Recently, a buddy asked me about the problem of GDI + image rotation. I searched the internet and saw this article in our blog garden,
Source: http://www.cnblogs.com/XieKe-cs01/archive/2006/03/09/346771.html
during this period, we used GDI + to develop a certain amount of graphic rendering software, similar to coredraw, for teaching purposes. At the beginning, we used the matrix provided by GDI + to implement image rotation and transformation. The translation and scaling of images were calculated by ourselves. Later, it was found that after the coordinate value is modified through calculation, the image will be deformed after being scaled multiple times, especially after being scaled down to a very small scale and cannot be restored. Therefore, I wanted to use matrix to achieve image flattening and scaling. I thought it was very simple because there were ready-made interfaces and I didn't expect it to be much harder to implement.
after using matrix, scale the image first and then rotate it. Everything works normally and the effect is good. However, the image is rotated first and then scaled. The problem is that the image is drifting on the drawing page. This is strange. What are the differences between operations? During the painting, I strictly followed the first translation, then the scaling, and finally completed the rotation order?

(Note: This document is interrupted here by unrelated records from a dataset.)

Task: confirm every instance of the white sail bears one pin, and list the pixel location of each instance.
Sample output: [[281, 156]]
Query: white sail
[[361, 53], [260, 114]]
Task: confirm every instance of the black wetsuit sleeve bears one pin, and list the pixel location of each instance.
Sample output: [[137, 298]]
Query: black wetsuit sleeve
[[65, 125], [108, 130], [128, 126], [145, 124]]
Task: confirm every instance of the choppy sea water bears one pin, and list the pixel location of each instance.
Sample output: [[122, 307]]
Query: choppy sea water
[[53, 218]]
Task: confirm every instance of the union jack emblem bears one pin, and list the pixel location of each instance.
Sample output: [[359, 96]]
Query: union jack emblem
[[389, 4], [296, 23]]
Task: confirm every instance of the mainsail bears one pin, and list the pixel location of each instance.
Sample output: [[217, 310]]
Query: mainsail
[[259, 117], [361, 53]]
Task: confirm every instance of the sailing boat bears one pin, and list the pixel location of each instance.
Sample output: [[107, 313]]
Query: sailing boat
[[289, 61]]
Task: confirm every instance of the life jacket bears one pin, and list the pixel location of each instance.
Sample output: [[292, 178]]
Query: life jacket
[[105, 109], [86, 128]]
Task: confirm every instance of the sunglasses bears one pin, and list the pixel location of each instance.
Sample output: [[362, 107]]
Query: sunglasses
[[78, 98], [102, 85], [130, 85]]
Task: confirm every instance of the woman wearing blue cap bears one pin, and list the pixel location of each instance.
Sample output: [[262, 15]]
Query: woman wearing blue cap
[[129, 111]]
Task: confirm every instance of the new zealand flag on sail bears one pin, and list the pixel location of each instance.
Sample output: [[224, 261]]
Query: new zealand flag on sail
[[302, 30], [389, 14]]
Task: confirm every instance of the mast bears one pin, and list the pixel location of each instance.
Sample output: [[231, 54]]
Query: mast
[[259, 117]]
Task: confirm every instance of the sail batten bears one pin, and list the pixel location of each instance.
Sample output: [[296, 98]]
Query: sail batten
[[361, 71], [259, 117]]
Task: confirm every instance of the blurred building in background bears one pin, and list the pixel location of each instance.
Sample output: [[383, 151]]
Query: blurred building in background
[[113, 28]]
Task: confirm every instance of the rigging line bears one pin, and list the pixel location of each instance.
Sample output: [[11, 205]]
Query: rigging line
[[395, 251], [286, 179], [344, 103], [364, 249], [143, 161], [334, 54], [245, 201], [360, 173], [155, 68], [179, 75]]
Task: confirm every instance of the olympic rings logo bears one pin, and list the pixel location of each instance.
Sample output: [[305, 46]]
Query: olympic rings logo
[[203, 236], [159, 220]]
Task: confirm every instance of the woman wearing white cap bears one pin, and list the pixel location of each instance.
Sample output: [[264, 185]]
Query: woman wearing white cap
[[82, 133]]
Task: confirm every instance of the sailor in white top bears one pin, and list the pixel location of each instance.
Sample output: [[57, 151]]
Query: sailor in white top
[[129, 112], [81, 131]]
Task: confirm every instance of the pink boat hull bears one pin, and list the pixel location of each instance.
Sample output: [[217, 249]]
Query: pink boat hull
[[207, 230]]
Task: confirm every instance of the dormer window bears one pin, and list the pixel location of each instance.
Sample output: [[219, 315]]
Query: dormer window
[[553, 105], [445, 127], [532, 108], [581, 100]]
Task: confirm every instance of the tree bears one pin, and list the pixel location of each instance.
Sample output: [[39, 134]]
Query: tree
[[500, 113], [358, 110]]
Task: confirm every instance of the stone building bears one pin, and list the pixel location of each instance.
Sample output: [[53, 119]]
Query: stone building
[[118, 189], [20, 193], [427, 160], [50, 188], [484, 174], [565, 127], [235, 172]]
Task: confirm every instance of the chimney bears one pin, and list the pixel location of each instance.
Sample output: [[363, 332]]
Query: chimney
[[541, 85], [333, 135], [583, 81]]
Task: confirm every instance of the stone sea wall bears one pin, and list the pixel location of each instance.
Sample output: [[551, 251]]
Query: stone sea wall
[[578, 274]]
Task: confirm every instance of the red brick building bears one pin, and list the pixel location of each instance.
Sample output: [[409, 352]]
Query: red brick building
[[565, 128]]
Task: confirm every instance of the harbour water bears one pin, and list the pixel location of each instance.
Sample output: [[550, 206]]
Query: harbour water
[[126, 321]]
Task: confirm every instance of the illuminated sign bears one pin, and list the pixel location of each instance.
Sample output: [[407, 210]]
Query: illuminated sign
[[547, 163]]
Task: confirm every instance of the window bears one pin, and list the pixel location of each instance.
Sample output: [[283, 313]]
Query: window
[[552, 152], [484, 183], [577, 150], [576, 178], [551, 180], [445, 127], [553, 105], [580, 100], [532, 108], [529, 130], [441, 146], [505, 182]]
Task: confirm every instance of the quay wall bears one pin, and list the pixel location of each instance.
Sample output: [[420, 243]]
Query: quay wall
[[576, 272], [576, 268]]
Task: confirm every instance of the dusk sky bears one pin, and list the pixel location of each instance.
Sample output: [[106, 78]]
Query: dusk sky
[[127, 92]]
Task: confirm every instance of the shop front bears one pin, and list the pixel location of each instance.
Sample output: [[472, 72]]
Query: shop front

debugging found that the rotation center of the image is not changed after first Scaling (the coordinate in the upper left corner is used as the zoom base point, and the image center is used as the rotate base point), but the image is scaled after rotation, the rotation center of the image is constantly changing, so the position of the entire image is offset after matrix transformation. For example:
Figure 1 differences between scaling and rotating in different order
what should I do? If you want to do this, you can only offset the image back When zooming, so that the central point of the image can be fixed at a certain position.